Former World Series Of Poker Bracelet Winner Arrested In $25 Million Scheme


2005 World Series of Poker - July 13, 2005

Photo: Getty Images

A former 2012 World Series of Poker bracelet winner has been arrested in connection to a sports betting scheme that cost victims a total of $25 million.

Cory Zeidman, 61, of Boca Raton, Florida, faces federal charges of conspiracy to commit wire fraud and mail fraud, and conspiracy to commit money laundering in relation to a scheme that ran from 2004 to 2020 that
"defrauded" victims and persuaded them to "drain their retirement accounts to invest in his bogus sports betting group, all so he could spend it on international vacations, a multi-million dollar residence and poker tournaments," according to a two-count federal indictment out of the U.S. District Court from the Eastern District of New York unsealed on Wednesday (May 25).

Zeidman and his unnamed co-conspirators mislead victims into paying more than $25 million with the false promise that their organization had privileged information to make betting on sports events a no-risk proposition and obtained the payments through interstate wire transfers and private commercial carriers during a 16-year span.

The group took out misleading radio ad space and promised a "sophisticated white-collar approach to gathering sports information" for the service, which was listed under the names "Gordon Howard Global" and "Ray Palmer Group."

Listeners who called-in for the service were asked to pay a fee for access for privileged information about fixed games that the group claimed came from physicians at colleges and television executives, the federal indictment stated.
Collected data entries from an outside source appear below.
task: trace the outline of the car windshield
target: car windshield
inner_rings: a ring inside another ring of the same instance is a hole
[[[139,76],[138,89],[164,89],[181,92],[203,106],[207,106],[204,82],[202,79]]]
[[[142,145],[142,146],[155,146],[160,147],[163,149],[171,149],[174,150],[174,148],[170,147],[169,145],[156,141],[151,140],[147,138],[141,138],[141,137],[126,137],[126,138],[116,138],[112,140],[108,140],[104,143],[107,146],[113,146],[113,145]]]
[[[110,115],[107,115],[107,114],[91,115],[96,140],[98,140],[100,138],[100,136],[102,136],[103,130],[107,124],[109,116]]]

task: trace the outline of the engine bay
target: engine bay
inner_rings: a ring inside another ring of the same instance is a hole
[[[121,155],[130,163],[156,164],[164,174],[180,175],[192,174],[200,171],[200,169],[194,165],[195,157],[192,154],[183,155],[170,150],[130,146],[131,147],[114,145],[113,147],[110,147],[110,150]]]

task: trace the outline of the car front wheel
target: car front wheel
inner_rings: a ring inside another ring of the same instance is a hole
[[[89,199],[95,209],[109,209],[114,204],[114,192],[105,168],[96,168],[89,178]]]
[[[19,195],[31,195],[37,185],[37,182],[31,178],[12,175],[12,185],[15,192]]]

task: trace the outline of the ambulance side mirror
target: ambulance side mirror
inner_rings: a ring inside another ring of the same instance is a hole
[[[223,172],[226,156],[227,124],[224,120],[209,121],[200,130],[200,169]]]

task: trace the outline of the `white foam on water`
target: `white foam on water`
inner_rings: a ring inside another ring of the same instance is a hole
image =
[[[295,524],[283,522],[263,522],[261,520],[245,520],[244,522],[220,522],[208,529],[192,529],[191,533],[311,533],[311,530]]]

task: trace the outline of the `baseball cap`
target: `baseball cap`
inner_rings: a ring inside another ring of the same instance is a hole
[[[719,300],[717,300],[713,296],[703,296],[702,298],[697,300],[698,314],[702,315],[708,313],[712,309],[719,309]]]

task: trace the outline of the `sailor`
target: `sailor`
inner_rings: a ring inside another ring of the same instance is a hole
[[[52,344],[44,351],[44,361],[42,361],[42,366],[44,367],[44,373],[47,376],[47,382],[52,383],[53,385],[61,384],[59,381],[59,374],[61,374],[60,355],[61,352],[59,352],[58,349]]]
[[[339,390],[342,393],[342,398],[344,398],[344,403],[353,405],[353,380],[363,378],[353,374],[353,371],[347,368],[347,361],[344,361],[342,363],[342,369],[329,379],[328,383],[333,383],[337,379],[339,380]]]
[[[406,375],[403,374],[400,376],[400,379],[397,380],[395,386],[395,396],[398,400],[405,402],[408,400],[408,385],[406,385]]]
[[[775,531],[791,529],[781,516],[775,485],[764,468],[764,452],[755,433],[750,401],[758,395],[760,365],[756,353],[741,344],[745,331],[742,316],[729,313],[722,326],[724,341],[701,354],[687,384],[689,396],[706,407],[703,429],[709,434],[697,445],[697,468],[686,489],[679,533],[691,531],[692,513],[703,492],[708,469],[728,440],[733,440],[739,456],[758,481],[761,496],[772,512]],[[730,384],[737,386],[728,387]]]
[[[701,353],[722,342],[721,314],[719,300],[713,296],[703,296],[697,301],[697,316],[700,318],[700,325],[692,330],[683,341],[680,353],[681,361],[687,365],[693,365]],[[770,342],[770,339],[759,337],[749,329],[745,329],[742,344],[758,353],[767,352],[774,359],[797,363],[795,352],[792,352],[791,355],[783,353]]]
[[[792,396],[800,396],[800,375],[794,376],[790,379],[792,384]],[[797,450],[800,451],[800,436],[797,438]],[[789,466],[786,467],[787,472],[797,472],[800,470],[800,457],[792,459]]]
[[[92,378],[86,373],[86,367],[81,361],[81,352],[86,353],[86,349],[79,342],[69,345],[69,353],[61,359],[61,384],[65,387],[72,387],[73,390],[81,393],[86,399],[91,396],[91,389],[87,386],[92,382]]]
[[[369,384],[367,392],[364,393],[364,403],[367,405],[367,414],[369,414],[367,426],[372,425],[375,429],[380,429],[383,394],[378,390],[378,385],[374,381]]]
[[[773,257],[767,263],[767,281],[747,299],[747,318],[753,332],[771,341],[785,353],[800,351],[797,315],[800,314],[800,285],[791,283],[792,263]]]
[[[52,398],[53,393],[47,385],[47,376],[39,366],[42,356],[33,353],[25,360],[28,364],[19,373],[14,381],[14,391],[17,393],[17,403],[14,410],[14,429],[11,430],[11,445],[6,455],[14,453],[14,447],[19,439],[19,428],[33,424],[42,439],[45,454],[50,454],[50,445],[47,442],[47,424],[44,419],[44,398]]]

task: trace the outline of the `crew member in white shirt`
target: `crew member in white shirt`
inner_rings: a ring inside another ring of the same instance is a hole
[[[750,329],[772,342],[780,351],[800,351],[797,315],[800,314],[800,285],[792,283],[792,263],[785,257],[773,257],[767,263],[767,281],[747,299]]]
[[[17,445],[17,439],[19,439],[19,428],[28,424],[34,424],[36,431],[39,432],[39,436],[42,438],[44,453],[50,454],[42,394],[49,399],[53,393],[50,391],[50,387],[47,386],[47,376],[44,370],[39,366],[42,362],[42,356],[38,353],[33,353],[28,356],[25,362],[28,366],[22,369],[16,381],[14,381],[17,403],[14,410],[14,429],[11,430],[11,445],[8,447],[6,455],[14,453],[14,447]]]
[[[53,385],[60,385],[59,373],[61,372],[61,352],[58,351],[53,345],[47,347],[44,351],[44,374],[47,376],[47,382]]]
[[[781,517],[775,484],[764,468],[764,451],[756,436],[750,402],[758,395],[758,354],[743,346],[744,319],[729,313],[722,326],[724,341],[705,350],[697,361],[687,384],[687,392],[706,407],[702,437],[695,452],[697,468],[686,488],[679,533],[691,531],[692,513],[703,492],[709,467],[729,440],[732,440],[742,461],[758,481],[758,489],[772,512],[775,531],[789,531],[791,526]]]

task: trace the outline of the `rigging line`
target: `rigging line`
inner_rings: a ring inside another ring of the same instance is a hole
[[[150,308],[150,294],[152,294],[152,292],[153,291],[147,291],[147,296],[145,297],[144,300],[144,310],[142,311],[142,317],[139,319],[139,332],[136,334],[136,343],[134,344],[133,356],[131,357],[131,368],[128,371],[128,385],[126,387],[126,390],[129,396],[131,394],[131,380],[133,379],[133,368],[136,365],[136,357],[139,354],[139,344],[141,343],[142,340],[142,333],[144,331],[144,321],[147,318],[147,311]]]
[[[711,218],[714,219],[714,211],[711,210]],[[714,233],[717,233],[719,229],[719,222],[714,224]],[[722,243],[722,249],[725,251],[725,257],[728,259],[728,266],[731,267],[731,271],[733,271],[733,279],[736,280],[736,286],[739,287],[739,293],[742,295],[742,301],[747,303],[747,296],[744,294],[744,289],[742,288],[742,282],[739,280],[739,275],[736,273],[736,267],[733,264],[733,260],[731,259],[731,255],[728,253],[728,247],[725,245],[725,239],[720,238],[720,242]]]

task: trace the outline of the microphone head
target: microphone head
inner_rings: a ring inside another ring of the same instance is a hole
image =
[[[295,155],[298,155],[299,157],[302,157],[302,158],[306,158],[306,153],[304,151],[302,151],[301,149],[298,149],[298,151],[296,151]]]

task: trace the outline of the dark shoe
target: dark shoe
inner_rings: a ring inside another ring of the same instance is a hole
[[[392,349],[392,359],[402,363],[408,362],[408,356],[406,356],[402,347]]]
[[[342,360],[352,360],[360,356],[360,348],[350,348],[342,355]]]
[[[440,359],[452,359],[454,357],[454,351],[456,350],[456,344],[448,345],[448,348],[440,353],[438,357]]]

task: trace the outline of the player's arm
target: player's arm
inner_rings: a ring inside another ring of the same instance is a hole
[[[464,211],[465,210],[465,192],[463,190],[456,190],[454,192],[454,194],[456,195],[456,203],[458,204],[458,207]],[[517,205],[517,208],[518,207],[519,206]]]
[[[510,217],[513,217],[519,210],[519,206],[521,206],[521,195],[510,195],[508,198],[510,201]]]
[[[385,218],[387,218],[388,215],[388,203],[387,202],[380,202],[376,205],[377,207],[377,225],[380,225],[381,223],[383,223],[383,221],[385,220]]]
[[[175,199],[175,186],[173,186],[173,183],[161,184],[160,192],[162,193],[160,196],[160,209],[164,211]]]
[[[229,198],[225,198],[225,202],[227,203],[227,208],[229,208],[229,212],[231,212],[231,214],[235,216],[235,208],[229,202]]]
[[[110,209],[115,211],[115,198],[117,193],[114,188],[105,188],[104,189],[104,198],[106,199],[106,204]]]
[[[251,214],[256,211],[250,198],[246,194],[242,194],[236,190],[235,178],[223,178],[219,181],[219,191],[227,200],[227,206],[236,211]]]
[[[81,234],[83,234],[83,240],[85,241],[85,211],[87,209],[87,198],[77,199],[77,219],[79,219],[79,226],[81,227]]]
"As alleged, Zeidman preyed on individuals who were led to believe he had inside information that would lead them to easy money," said Ricky J. Patel, Homeland Security Investigations New York acting special agent in charge, in a U.S. Department of Justice news release on Wednesday. "In reality, he was selling nothing but lies and misinformation -- bilking millions from victims along the way, leaving their lives in financial ruin and their bank accounts empty."